Distinguishing Measures for Physician, Group or Health Plan

In the position paper, the PMC considered whether the three performance measures were implemented at the level of individual physician, group practice or health plan. For the three measures, only attribution at the health plan level was supported by the PMC because the measures were only tested and validated at that level, according to Goldzweig. She further explained that without testing, it is not possible to know whether results would be reliable when measured for individual physicians or groups.

“There are certainly positive aspects of performance measures, but they need to be balanced against the burden that they can pose,” Goldzweig commented. “Those administrative burdens really come when the performance measure itself is driving workflows. That may not be the natural way that physicians practice or document care.

“We’re still a way from having the mechanisms to validate the quality of care taken from, let’s say, just the physician’s progress notes or other means, however,” Goldzweig said. “That is definitely part of the whole performance measurement conundrum.”

The PMC supports “Use of Imaging for Low Back Pain” as a valid performance measure at the health plan level. The measure is based on high-quality evidence that many patients with uncomplicated LBP receive unnecessary imaging studies. The PMC finds the measure includes appropriate exclusion criteria, and can be drawn from health plan claims data across locations.

“Use of Opioids at High Dosage in Persons Without Cancer” is also supported as a performance measure at the health plan level, to contribute to the reduction of unintended consequences of opioid medications. The PMC noted the need to balance providing sufficient opioid medication to relieve pain and enable patients to maintain function while avoiding medication harm.

Although the PMC also supports “Use of Opioids from Multiple Providers in Persons Without Cancer” at the health plan level, it cautions that its application is limited by several factors: electronic health records that do not recognize free text directions, and so do not properly calculate prescribed morphine milligram equivalents; holding physicians accountable for measures of another jurisdiction outside of an integrated health system; or physicians who may come into an area to cover for other physicians while they’re unavailable.

The ACP also develops clinical practice guidelines that, Goldzweig noted, follow from robust reviews of literature. “Clinical guidelines have a role to play because they really can provide, one, the evidence-based intervention; and two, a little more nuance, based on the individual patient situation,” she said.

“The thing that we know about guidelines and about physician practice, though, is that sometimes physicians can be slow to take up new evidence and it’s often hard to operationalize guidelines into our own practice,” Goldzweig said. “So, that’s one reason why performance measures or quality measures have been developed.”
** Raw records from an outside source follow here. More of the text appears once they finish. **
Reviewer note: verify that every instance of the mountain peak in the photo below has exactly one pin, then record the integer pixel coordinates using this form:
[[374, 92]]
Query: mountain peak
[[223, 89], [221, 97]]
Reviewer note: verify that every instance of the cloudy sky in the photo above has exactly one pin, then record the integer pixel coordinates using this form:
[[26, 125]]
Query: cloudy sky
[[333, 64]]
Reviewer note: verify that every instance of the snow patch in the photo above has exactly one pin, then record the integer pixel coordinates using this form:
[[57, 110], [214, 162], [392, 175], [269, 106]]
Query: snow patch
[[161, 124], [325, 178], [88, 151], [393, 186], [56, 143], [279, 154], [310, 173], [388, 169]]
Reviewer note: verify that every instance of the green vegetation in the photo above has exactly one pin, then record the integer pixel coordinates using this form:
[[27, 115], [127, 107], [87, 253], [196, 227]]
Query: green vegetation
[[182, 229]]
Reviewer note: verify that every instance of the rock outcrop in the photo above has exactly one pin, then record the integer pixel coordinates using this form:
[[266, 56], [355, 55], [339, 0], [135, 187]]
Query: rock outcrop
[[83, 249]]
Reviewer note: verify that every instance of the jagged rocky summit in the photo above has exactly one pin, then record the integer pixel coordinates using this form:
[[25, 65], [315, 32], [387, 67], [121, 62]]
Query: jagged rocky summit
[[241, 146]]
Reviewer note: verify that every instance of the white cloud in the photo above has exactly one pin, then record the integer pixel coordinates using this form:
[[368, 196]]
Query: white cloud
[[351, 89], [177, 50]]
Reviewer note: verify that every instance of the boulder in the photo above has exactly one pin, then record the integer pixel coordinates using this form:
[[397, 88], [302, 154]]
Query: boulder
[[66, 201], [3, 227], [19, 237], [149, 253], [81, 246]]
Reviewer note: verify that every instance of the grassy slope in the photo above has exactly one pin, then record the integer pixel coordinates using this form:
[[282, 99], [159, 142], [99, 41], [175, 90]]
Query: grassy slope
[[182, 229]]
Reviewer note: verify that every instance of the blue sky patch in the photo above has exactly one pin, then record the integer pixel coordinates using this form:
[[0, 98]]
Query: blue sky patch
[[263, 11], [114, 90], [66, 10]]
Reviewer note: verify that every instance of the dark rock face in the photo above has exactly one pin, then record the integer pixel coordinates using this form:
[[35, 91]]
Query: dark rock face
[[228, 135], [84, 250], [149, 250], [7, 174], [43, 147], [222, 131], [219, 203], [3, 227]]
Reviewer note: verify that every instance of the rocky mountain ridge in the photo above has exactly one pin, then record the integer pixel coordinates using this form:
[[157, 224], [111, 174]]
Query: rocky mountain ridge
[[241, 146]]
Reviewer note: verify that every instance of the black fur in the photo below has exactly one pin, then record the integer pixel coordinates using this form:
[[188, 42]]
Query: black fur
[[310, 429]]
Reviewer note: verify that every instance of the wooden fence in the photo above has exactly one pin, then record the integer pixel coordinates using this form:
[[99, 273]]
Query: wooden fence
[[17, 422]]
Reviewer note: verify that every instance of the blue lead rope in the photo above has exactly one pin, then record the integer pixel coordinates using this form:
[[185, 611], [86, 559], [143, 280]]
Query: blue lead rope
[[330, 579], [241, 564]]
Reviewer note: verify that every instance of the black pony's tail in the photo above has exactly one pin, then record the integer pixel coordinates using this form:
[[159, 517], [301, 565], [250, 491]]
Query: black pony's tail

Despite the intent of the ACP position paper, these performance measures may not help physicians provide appropriate and individualized pain management, Charles Argoff, MD, the director of the Comprehensive Pain Center at Albany Medical Center and a professor of neurology at Albany Medical College, in New York, told Pain Medicine News. “They may be based on the best available metrics, but there’s no substitute for individualizing assessment and individualized care.”

Noting that four of the six performance measures identified by the ACP involved the use of opioids for pain, Argoff suggested that these drugs in particular require individualized considerations rather than population-based criteria.

“The complexity of this class of medication and its effects on people beyond pain relief prompt consideration of other medications for pain management whenever possible, but there are individuals for whom these are the only treatments that help them and/or are the treatments that have been shown to be the best for that particular person,” said Argoff, a Pain Medicine News editorial advisory board member. “With data and metrics like these [performance measures], physicians wind up being told they can’t do something for an individual, or of being afraid to do what’s in the best interest of the patient.”